Integrating Multimodality and Partial Observability Solutions Into Decentralized Multiagent Reinforcement Learning Adaptive Traffic Signal Control

Abstract

Adaptive Traffic Signal Control (ATSC) systems leverage sensor data to dynamically adjust signal timings based on real-time traffic conditions but they often suffer from partial observability (PO) due to sensor limitations and restricted detection ranges. This study addresses PO in fully decentralized ATSC systems by introducing eMARLIN-T, a controller designed to enhance performance by incorporating historical information in the decision-making process. Additionally, ATSC systems are commonly optimized to improve the performance of the general traffic, ignoring the impact on transit. On the other hand, traditional transit signal priority (TSP) strategies, which overlay preferential strategies for transit vehicles onto general traffic fixed signal plans, often lead to negative impacts on the general traffic.
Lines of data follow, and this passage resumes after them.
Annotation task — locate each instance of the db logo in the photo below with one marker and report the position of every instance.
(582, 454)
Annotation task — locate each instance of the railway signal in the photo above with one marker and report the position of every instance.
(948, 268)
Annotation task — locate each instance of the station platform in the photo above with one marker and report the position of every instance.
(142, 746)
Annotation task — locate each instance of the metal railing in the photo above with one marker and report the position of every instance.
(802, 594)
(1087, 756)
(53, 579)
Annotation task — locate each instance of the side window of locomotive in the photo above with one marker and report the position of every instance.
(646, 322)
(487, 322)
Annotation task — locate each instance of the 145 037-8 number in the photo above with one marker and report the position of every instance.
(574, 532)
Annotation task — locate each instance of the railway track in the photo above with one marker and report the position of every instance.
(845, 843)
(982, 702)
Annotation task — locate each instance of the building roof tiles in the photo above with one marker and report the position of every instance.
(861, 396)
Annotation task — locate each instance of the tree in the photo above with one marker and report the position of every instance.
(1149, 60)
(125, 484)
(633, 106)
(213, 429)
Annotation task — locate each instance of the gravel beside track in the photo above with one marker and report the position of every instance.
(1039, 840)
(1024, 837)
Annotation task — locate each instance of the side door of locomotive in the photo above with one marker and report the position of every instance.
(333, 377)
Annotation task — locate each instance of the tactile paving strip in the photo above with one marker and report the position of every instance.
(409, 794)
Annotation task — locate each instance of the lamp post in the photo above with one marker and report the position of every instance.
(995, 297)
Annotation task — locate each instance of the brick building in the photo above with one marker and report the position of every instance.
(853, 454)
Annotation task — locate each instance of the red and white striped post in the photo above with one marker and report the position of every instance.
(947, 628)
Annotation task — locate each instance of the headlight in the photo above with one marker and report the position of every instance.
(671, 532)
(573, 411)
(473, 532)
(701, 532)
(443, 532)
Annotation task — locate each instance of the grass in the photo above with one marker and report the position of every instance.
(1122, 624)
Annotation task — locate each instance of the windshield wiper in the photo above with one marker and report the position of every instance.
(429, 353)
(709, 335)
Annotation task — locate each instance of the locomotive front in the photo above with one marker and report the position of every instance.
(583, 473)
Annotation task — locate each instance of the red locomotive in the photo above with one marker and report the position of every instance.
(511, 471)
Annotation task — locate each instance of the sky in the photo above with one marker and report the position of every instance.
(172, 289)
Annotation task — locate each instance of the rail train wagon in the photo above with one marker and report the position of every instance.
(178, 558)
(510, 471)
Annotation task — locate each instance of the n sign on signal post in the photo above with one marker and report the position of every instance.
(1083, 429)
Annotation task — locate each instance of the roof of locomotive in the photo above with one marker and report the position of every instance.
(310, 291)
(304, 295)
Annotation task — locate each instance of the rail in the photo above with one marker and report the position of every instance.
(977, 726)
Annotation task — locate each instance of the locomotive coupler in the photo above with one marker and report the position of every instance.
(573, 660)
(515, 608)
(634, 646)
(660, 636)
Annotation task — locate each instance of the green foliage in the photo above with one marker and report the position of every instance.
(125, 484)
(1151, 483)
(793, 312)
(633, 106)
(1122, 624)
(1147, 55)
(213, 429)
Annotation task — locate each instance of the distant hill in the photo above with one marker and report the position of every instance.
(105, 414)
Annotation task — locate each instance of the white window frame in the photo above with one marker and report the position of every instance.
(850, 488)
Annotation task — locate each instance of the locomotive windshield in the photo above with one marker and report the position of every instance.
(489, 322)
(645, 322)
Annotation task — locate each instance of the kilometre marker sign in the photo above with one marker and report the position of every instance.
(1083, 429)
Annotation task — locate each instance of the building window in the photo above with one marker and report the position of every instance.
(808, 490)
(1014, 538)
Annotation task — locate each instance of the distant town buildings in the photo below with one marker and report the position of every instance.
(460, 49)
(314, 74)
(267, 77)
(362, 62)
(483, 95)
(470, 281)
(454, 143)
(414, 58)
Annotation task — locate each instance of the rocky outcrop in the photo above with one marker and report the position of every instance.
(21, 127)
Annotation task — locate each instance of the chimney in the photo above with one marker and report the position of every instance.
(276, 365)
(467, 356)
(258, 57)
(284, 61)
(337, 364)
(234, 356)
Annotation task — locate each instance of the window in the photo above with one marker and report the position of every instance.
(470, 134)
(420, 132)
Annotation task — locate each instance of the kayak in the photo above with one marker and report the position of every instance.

Thus, this paper tackles the challenge of optimizing traffic signals to benefit both public transit and general vehicular traffic. To address this, a novel decentralized multimodal multiagent reinforcement learning (RL) signal controller, eMARLIN-T-MM, is developed. This controller integrates a transformer-based encoder for transforming the state observations into a latent space and an executor Q-network for decision-making. Tested on a simulation of five intersections in North York, Toronto, eMARLIN-T-MM significantly reduces the total person delays by 58% to 74% across various bus occupancy levels compared to pre-timed signals, outperforming the other decentralized RL-based ATSCs. In addition, eMARLIN-T-MM can automatically adapt to changes in the levels of occupancy, allowing it to optimize the intersection performance in response to varying transit and traffic demands.